FAITS


Une banque consent à deux époux trois prêts immobiliers destinés à l’acquisition d’un bien aux fins de location.
Les emprunteurs soutiennent que la banque a manqué à ses obligations de mise en garde ce que confirme l’arrêt de la cour d’appel de Bourges en date du 9 janvier 2020 contre lequel la banque se pourvoit en cassation.
La cour avait estimé que la banque aurait dû être alertée par des anomalies apparentes dans les documents remis qui faisaient apparaître une anomalie au regard du démarrage de l’opération et de l’incertitude affectant nécessairement une activité débutante.

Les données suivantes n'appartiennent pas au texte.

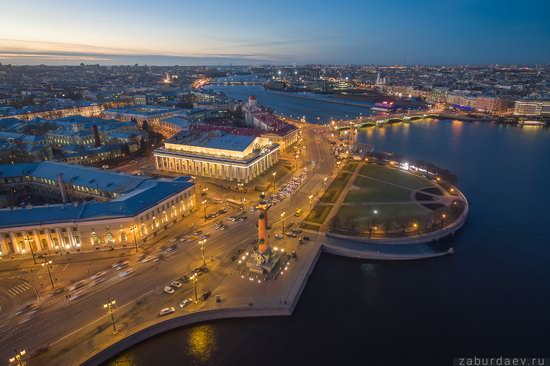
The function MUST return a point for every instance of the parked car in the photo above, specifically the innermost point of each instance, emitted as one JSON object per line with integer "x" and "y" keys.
{"x": 175, "y": 284}
{"x": 39, "y": 351}
{"x": 186, "y": 302}
{"x": 205, "y": 295}
{"x": 166, "y": 311}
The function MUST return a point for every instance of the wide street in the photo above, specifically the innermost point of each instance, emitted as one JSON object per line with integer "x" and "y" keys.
{"x": 59, "y": 321}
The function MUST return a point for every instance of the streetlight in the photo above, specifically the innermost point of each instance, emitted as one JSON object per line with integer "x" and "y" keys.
{"x": 241, "y": 188}
{"x": 17, "y": 358}
{"x": 28, "y": 240}
{"x": 47, "y": 264}
{"x": 202, "y": 244}
{"x": 134, "y": 229}
{"x": 194, "y": 278}
{"x": 204, "y": 205}
{"x": 110, "y": 309}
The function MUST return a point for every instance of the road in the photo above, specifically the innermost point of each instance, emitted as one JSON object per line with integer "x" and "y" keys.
{"x": 139, "y": 296}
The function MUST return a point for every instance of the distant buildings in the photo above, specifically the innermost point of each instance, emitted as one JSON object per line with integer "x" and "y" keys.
{"x": 218, "y": 155}
{"x": 74, "y": 139}
{"x": 96, "y": 209}
{"x": 532, "y": 108}
{"x": 277, "y": 130}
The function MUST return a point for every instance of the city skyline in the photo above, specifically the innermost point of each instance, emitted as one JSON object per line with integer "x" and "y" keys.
{"x": 210, "y": 33}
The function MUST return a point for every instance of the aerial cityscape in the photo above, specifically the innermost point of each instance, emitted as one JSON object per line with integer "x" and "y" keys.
{"x": 300, "y": 183}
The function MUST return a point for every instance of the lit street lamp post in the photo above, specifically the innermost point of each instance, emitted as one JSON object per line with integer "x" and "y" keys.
{"x": 134, "y": 229}
{"x": 202, "y": 244}
{"x": 28, "y": 240}
{"x": 110, "y": 309}
{"x": 67, "y": 247}
{"x": 47, "y": 264}
{"x": 274, "y": 174}
{"x": 241, "y": 188}
{"x": 194, "y": 279}
{"x": 17, "y": 358}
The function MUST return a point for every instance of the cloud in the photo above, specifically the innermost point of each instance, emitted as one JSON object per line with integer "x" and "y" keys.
{"x": 30, "y": 52}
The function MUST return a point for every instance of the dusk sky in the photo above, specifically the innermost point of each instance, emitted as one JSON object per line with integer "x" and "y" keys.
{"x": 220, "y": 32}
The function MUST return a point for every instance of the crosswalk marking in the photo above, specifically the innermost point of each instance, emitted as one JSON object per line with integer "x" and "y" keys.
{"x": 18, "y": 289}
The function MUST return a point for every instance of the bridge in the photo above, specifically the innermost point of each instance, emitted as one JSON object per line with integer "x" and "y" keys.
{"x": 380, "y": 121}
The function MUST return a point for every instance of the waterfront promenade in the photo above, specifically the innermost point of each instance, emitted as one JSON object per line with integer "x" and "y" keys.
{"x": 140, "y": 297}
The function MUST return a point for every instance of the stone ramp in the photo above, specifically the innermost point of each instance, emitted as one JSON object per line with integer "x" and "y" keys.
{"x": 353, "y": 249}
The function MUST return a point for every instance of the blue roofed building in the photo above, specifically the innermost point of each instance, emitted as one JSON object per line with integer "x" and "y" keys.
{"x": 94, "y": 209}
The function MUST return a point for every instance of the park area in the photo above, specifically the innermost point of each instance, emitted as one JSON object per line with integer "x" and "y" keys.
{"x": 381, "y": 201}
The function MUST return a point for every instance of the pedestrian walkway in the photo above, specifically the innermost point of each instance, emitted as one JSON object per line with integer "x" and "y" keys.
{"x": 340, "y": 199}
{"x": 19, "y": 289}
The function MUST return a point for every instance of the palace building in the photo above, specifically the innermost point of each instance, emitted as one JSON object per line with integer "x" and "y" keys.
{"x": 87, "y": 209}
{"x": 217, "y": 154}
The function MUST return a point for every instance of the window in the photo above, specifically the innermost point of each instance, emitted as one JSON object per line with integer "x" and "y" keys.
{"x": 109, "y": 238}
{"x": 94, "y": 239}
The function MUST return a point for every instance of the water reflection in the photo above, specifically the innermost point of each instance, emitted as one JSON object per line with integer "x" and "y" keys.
{"x": 126, "y": 359}
{"x": 201, "y": 342}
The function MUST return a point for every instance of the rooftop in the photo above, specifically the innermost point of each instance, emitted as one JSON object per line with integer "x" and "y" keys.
{"x": 139, "y": 194}
{"x": 213, "y": 140}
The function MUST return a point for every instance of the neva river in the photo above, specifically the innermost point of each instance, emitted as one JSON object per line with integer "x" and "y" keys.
{"x": 491, "y": 298}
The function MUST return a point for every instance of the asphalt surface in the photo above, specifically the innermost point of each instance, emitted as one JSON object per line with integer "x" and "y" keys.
{"x": 59, "y": 320}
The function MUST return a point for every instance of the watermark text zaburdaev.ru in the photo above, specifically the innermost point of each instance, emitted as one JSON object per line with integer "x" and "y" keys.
{"x": 501, "y": 361}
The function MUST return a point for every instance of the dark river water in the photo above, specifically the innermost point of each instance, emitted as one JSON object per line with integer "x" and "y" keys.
{"x": 491, "y": 298}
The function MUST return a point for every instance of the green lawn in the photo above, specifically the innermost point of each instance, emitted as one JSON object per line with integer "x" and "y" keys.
{"x": 335, "y": 188}
{"x": 319, "y": 214}
{"x": 351, "y": 166}
{"x": 362, "y": 213}
{"x": 394, "y": 176}
{"x": 374, "y": 191}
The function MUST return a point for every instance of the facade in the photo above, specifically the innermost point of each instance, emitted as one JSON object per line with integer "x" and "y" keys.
{"x": 532, "y": 108}
{"x": 275, "y": 129}
{"x": 148, "y": 113}
{"x": 99, "y": 210}
{"x": 491, "y": 104}
{"x": 218, "y": 155}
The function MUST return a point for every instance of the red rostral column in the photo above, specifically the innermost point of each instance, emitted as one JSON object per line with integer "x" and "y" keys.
{"x": 263, "y": 241}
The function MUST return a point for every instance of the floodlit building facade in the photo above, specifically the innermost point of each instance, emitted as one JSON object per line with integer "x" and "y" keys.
{"x": 99, "y": 209}
{"x": 218, "y": 155}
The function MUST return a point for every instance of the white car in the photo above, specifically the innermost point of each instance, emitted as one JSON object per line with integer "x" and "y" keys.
{"x": 186, "y": 302}
{"x": 147, "y": 259}
{"x": 129, "y": 271}
{"x": 166, "y": 311}
{"x": 175, "y": 284}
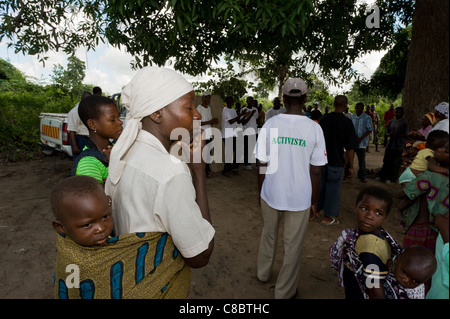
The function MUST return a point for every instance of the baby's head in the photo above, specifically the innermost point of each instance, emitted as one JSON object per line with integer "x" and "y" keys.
{"x": 82, "y": 210}
{"x": 414, "y": 266}
{"x": 436, "y": 140}
{"x": 372, "y": 207}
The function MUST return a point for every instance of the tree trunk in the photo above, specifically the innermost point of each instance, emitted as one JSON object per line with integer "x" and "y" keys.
{"x": 427, "y": 79}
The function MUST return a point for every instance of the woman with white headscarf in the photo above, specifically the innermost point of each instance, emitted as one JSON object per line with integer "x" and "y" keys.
{"x": 152, "y": 191}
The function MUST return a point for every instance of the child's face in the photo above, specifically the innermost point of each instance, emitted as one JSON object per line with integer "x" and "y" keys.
{"x": 108, "y": 124}
{"x": 370, "y": 213}
{"x": 405, "y": 276}
{"x": 87, "y": 220}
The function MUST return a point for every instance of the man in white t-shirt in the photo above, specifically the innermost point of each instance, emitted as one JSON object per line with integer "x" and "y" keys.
{"x": 276, "y": 109}
{"x": 291, "y": 150}
{"x": 250, "y": 130}
{"x": 207, "y": 120}
{"x": 78, "y": 132}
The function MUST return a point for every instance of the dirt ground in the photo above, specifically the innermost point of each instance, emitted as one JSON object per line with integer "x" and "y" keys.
{"x": 27, "y": 239}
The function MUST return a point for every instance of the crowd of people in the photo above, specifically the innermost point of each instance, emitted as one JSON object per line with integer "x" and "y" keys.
{"x": 130, "y": 193}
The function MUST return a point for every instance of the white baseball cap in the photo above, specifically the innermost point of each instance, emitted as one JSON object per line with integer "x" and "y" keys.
{"x": 294, "y": 87}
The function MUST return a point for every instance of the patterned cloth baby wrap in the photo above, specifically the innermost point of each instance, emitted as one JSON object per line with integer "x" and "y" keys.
{"x": 343, "y": 250}
{"x": 137, "y": 266}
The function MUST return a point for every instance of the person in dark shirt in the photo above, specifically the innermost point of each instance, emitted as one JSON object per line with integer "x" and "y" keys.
{"x": 339, "y": 134}
{"x": 397, "y": 130}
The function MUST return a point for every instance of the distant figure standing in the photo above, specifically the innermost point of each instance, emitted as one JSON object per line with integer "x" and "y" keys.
{"x": 339, "y": 134}
{"x": 397, "y": 130}
{"x": 376, "y": 122}
{"x": 205, "y": 111}
{"x": 78, "y": 132}
{"x": 363, "y": 127}
{"x": 388, "y": 115}
{"x": 250, "y": 130}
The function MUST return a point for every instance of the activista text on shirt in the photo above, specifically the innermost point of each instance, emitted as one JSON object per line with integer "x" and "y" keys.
{"x": 289, "y": 140}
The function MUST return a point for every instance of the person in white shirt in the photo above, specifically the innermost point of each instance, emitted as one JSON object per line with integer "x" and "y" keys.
{"x": 291, "y": 151}
{"x": 276, "y": 109}
{"x": 78, "y": 132}
{"x": 152, "y": 190}
{"x": 250, "y": 130}
{"x": 207, "y": 120}
{"x": 230, "y": 119}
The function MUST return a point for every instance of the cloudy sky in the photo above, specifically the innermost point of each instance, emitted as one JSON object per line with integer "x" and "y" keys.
{"x": 110, "y": 68}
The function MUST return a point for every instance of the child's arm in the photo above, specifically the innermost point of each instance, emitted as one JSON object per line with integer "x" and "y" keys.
{"x": 376, "y": 293}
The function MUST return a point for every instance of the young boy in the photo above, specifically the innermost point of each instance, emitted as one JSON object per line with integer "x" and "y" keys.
{"x": 82, "y": 211}
{"x": 360, "y": 255}
{"x": 91, "y": 264}
{"x": 412, "y": 268}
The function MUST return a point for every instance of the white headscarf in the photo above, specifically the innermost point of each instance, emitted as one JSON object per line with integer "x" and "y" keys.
{"x": 151, "y": 89}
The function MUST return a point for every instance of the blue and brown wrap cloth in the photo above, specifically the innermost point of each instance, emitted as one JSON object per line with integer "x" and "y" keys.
{"x": 130, "y": 266}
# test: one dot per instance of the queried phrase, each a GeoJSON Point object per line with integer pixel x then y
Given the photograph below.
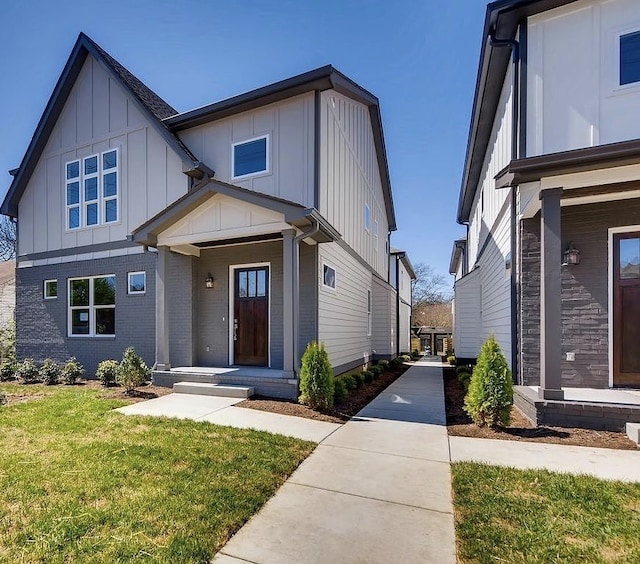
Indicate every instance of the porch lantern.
{"type": "Point", "coordinates": [571, 255]}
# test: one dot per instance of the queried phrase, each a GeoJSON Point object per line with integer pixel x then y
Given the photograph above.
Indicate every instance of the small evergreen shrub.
{"type": "Point", "coordinates": [490, 395]}
{"type": "Point", "coordinates": [349, 382]}
{"type": "Point", "coordinates": [7, 370]}
{"type": "Point", "coordinates": [316, 378]}
{"type": "Point", "coordinates": [27, 371]}
{"type": "Point", "coordinates": [340, 392]}
{"type": "Point", "coordinates": [132, 371]}
{"type": "Point", "coordinates": [71, 371]}
{"type": "Point", "coordinates": [50, 372]}
{"type": "Point", "coordinates": [107, 372]}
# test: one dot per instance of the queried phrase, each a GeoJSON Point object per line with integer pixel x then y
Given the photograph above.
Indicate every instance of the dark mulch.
{"type": "Point", "coordinates": [341, 413]}
{"type": "Point", "coordinates": [521, 429]}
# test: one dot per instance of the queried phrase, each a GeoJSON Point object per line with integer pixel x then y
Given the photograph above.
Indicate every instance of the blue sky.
{"type": "Point", "coordinates": [419, 57]}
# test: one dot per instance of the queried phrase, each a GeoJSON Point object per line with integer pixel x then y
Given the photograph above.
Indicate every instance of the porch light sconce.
{"type": "Point", "coordinates": [571, 255]}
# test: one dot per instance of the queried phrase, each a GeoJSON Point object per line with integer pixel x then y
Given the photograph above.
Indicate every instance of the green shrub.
{"type": "Point", "coordinates": [490, 395]}
{"type": "Point", "coordinates": [316, 377]}
{"type": "Point", "coordinates": [50, 372]}
{"type": "Point", "coordinates": [132, 371]}
{"type": "Point", "coordinates": [71, 371]}
{"type": "Point", "coordinates": [340, 392]}
{"type": "Point", "coordinates": [349, 382]}
{"type": "Point", "coordinates": [107, 372]}
{"type": "Point", "coordinates": [27, 371]}
{"type": "Point", "coordinates": [7, 370]}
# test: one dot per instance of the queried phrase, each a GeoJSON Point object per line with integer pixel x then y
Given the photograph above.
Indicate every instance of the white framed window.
{"type": "Point", "coordinates": [328, 276]}
{"type": "Point", "coordinates": [137, 282]}
{"type": "Point", "coordinates": [250, 157]}
{"type": "Point", "coordinates": [92, 190]}
{"type": "Point", "coordinates": [50, 289]}
{"type": "Point", "coordinates": [367, 218]}
{"type": "Point", "coordinates": [92, 306]}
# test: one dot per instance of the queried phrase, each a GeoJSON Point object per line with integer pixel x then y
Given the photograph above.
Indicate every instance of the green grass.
{"type": "Point", "coordinates": [507, 515]}
{"type": "Point", "coordinates": [81, 483]}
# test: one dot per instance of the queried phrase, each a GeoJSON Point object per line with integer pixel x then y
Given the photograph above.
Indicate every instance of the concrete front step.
{"type": "Point", "coordinates": [222, 390]}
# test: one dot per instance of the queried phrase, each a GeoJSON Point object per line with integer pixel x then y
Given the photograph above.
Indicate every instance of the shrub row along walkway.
{"type": "Point", "coordinates": [377, 490]}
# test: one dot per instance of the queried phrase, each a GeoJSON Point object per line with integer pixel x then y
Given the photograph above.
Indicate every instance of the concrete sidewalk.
{"type": "Point", "coordinates": [377, 490]}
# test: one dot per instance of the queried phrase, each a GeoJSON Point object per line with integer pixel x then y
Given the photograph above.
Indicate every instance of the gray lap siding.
{"type": "Point", "coordinates": [41, 325]}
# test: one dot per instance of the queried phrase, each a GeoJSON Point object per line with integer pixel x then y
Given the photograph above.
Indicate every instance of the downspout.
{"type": "Point", "coordinates": [515, 138]}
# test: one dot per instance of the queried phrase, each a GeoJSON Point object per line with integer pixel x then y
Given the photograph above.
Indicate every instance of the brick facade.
{"type": "Point", "coordinates": [585, 309]}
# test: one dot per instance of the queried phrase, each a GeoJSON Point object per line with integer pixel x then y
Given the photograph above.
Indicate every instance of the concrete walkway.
{"type": "Point", "coordinates": [377, 490]}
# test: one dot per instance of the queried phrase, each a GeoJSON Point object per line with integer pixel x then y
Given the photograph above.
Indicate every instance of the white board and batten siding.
{"type": "Point", "coordinates": [483, 296]}
{"type": "Point", "coordinates": [349, 178]}
{"type": "Point", "coordinates": [587, 106]}
{"type": "Point", "coordinates": [289, 126]}
{"type": "Point", "coordinates": [98, 116]}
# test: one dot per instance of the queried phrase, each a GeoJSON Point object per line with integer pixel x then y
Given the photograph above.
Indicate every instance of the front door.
{"type": "Point", "coordinates": [251, 316]}
{"type": "Point", "coordinates": [626, 309]}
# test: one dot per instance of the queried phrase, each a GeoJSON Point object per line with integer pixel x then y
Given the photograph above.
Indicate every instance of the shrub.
{"type": "Point", "coordinates": [27, 371]}
{"type": "Point", "coordinates": [50, 372]}
{"type": "Point", "coordinates": [490, 395]}
{"type": "Point", "coordinates": [107, 372]}
{"type": "Point", "coordinates": [316, 377]}
{"type": "Point", "coordinates": [349, 382]}
{"type": "Point", "coordinates": [340, 392]}
{"type": "Point", "coordinates": [7, 370]}
{"type": "Point", "coordinates": [71, 371]}
{"type": "Point", "coordinates": [132, 371]}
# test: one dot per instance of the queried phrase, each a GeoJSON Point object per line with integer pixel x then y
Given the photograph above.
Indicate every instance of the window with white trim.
{"type": "Point", "coordinates": [250, 157]}
{"type": "Point", "coordinates": [92, 306]}
{"type": "Point", "coordinates": [328, 276]}
{"type": "Point", "coordinates": [50, 289]}
{"type": "Point", "coordinates": [137, 282]}
{"type": "Point", "coordinates": [92, 189]}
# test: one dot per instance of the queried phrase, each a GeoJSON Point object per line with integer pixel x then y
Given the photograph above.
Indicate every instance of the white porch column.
{"type": "Point", "coordinates": [162, 317]}
{"type": "Point", "coordinates": [289, 264]}
{"type": "Point", "coordinates": [550, 296]}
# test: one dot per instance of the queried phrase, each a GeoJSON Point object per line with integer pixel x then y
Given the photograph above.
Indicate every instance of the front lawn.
{"type": "Point", "coordinates": [508, 515]}
{"type": "Point", "coordinates": [81, 483]}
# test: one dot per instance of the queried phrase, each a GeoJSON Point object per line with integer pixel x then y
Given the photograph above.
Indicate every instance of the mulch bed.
{"type": "Point", "coordinates": [341, 413]}
{"type": "Point", "coordinates": [521, 429]}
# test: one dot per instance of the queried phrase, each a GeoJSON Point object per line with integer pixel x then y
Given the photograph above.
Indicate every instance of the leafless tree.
{"type": "Point", "coordinates": [8, 238]}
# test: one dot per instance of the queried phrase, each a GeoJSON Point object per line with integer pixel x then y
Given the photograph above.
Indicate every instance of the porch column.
{"type": "Point", "coordinates": [162, 317]}
{"type": "Point", "coordinates": [550, 296]}
{"type": "Point", "coordinates": [289, 265]}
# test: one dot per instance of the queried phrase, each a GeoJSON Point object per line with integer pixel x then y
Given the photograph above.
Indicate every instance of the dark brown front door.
{"type": "Point", "coordinates": [626, 309]}
{"type": "Point", "coordinates": [251, 316]}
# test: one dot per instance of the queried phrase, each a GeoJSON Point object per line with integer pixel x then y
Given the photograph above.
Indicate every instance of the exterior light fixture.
{"type": "Point", "coordinates": [571, 255]}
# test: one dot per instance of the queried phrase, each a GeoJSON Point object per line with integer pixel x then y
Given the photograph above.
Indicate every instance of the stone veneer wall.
{"type": "Point", "coordinates": [585, 310]}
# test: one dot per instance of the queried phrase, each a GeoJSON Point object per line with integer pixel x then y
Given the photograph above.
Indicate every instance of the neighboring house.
{"type": "Point", "coordinates": [553, 166]}
{"type": "Point", "coordinates": [7, 291]}
{"type": "Point", "coordinates": [128, 236]}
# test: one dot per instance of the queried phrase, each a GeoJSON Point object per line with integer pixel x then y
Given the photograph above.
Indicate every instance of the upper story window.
{"type": "Point", "coordinates": [630, 58]}
{"type": "Point", "coordinates": [92, 190]}
{"type": "Point", "coordinates": [250, 157]}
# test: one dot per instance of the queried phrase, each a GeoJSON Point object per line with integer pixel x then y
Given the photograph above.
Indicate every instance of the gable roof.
{"type": "Point", "coordinates": [150, 104]}
{"type": "Point", "coordinates": [502, 19]}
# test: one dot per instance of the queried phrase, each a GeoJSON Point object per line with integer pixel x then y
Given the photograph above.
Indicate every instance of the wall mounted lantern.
{"type": "Point", "coordinates": [571, 255]}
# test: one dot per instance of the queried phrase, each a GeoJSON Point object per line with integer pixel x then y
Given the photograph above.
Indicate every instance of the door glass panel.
{"type": "Point", "coordinates": [629, 258]}
{"type": "Point", "coordinates": [262, 283]}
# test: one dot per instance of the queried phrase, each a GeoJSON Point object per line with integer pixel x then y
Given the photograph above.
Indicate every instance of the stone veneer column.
{"type": "Point", "coordinates": [550, 296]}
{"type": "Point", "coordinates": [162, 317]}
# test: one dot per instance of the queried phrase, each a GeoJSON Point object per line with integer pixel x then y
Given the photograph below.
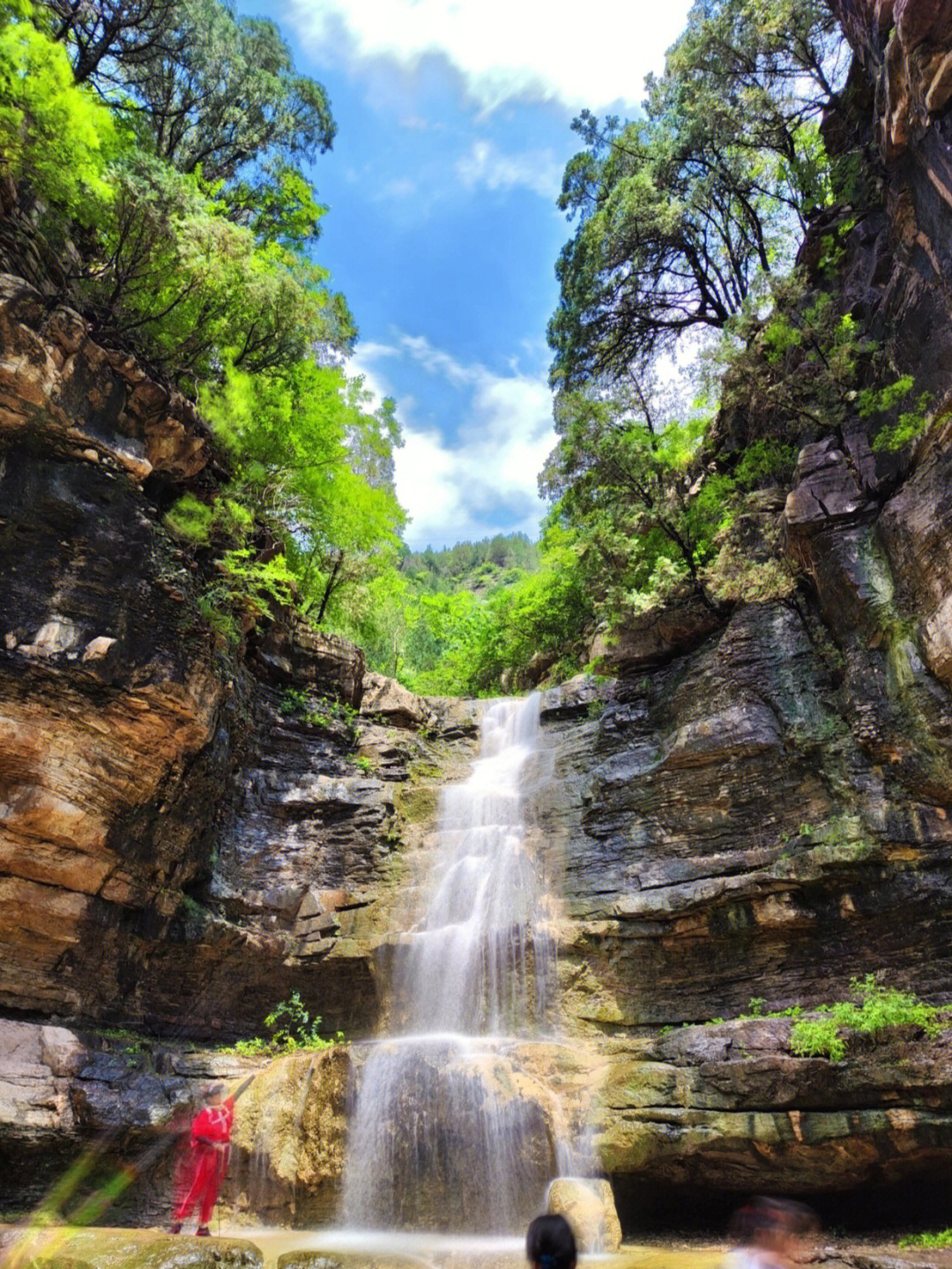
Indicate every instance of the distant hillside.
{"type": "Point", "coordinates": [477, 566]}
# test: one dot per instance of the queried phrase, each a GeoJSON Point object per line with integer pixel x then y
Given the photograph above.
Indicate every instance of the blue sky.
{"type": "Point", "coordinates": [443, 231]}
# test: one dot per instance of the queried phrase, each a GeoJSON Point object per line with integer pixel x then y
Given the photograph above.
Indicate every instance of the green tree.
{"type": "Point", "coordinates": [627, 483]}
{"type": "Point", "coordinates": [682, 213]}
{"type": "Point", "coordinates": [212, 90]}
{"type": "Point", "coordinates": [40, 104]}
{"type": "Point", "coordinates": [289, 434]}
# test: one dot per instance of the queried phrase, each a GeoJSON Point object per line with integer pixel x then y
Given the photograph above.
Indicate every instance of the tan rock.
{"type": "Point", "coordinates": [588, 1206]}
{"type": "Point", "coordinates": [392, 702]}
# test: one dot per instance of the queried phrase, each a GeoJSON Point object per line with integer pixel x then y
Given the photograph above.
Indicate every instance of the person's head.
{"type": "Point", "coordinates": [550, 1243]}
{"type": "Point", "coordinates": [773, 1225]}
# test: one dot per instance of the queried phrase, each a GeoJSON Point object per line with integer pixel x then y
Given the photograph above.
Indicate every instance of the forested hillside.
{"type": "Point", "coordinates": [699, 340]}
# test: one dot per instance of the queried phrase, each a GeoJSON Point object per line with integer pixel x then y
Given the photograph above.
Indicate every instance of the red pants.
{"type": "Point", "coordinates": [203, 1185]}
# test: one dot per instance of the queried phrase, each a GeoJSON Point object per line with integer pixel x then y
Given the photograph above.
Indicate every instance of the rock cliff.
{"type": "Point", "coordinates": [757, 807]}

POSITION DE LA COUR DE CASSATION


« Après avoir estimé que les revenus escomptés de l'opération financée présentaient une anomalie manifeste et ne pouvaient dès lors être pris en considération pour apprécier la capacité financière des emprunteurs, la cour d'appel, qui n'était pas tenue de suivre les parties dans le détail de leur argumentation ni de s'expliquer sur les pièces qu'elle décidait d'écarter, a constaté qu'il existait un risque d'endettement excessif au jour de la souscription de chacun des prêts litigieux.
Abstraction faite du motif surabondant critiqué par la dernière branche, elle a ainsi légalement sa décision.»

MISE EN PERSPECTIVE DE LA DECISION


Il appartient donc à la banque, sur la base des documents qui lui sont remis, de vérifier leur fiabilité. C’est ce que nous dit la cour régulatrice. Rien de surprenant ni de choquant.
Quand la banque n’a pas de raison de nourrir quelque suspicion que ce soit elle n’est pas en faute: Cassation commerciale 23 septembre 2014 – 13-20874 (arrêt regroupant trois pourvois).
C’est bien le concept d’anomalies apparentes qui fait débat et qui est du pouvoir souverain des juges du fond. En son absence la banque n’a pas à s’immiscer dans les affaires de son client et pousser plus avant ses investigations: Cassation civile 1. 17 décembre 2009 – 08-12783 – 25 février 2010 – 08-70072 –
Il appartient au demandeur à l’action en responsabilité de prouver la disproportion de son engagement par rapport au financement: Cassation commerciale 13 mai 2014 – 13-13843 – Civile 1 4 juin 2014 – 13-10975 –
Le crédit doit être excessif donc fautif et l’emprunteur qui honore ses échéances durant trois années fait bien la preuve que le crédit n’est pas excessif. Le temps du remboursement est donc salvateur pour la banque: Cassation commerciale 16 septembre 2014 – 13-20093 –
La banque doit se placer au moment de l’octroi du crédit mais aussi prendre en compte la situation prévisible de l’emprunteur: Cassation commerciale 1 juillet 2020 – 18-21739 –
Rappelons à cet égard la jurisprudence de la chambre commerciale en ce qui concerne les prêts relais pour le moins favorable aux banques: Cassation commerciale 1 Juillet 2020 – 18-19139 – Cette jurisprudence nous en rappelle une autre qui concerne le prêt in fine que la cour de cassation qualifié «d’opération classique» Cassation commerciale 16 juin 2009 – 08-11618 – 13 avril 2010 – 08-21334 –
La présente décision est donc à conserver juste pour actualiser les références.

Loïc Belleil, directeur de la recherche juridique de Case Law Analytics.